Regenerative Agriculture repairs the mistakes of the past 60 years of industrial chemical farming, today we have the knowledge and the tools to rapidly repair degraded soils all around the globe and this is what I share and live and work for today. So I still have my hands in the soil 50 years on, but instead of playing in it as a child, I spend every day working in it and learning from it.
About Sara Melendro
My background is very different to Martin’s, having been brought up in a flat in a city on the Spanish coast and having little knowledge and experience of the countryside. I studied Social Sciences and International Development and spent many years working in academic research and the NGO sector.
I had been politically active in various social movements since the late 80s and campaigned against the WTO and IMF policies and for the rights of landless peasants and a fairer global food system; later on also getting involved with the environmental movement in the UK.

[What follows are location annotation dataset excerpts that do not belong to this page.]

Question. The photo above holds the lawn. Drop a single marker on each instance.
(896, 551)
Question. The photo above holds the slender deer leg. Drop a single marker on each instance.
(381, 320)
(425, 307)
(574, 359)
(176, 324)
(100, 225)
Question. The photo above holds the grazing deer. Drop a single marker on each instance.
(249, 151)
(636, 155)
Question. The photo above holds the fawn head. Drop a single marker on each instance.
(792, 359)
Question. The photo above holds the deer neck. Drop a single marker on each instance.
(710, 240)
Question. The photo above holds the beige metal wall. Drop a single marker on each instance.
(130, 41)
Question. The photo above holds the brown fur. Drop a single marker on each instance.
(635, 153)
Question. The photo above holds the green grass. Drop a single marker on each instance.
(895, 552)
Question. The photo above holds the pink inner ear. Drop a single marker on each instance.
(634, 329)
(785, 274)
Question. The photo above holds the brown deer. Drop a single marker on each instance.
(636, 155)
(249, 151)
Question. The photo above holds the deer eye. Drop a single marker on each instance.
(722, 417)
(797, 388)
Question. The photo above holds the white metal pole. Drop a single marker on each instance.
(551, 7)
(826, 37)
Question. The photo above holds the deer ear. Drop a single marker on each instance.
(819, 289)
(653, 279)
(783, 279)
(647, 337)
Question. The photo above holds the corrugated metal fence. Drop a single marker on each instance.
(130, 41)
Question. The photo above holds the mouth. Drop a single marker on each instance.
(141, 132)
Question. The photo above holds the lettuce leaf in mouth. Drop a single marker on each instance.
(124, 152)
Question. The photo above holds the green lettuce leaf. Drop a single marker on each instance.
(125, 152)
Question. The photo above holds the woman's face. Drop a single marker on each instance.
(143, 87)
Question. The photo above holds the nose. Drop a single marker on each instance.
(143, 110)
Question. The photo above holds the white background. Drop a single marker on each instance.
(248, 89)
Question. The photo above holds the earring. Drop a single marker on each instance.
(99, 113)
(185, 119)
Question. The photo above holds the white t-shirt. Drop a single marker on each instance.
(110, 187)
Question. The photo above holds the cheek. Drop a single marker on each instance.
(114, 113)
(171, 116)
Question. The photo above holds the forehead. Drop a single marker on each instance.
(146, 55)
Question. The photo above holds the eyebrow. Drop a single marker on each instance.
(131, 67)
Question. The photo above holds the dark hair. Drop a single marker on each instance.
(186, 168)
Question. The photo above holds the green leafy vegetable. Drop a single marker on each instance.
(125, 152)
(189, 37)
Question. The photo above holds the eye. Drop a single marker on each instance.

However, I had very little first-hand knowledge of farming and no practical knowledge of food production or the countryside until much later when now in the UK I started to feel the need to connect to nature and to learn some practical skills and be more self-reliant.
I slowly started to learn about plants, growing food, wildlife etc. Eventually, I left my full-time job with an international NGO and started volunteering on organic farms and community projects and I carried on learning.
A few years later, Martin and I bought the land at Hilltown Organics and the learning continued. We both developed a keen interest in the wild edibles that grew around us and started to incorporate this into our growing system and into our diet, which links with another great interest of mine, nutrition.
I am an avid reader of research in nutrition, diet and also soil health and it’s the connection between these that I am now immersed in learning more about and using this knowledge to produce nutrient-dense food and sustainable systems.
I am a keen fermenter and love cooking and experimenting with wild and unusual foods and I’m developing a little side business producing wild edible products and running small catering events and pop-up cafes.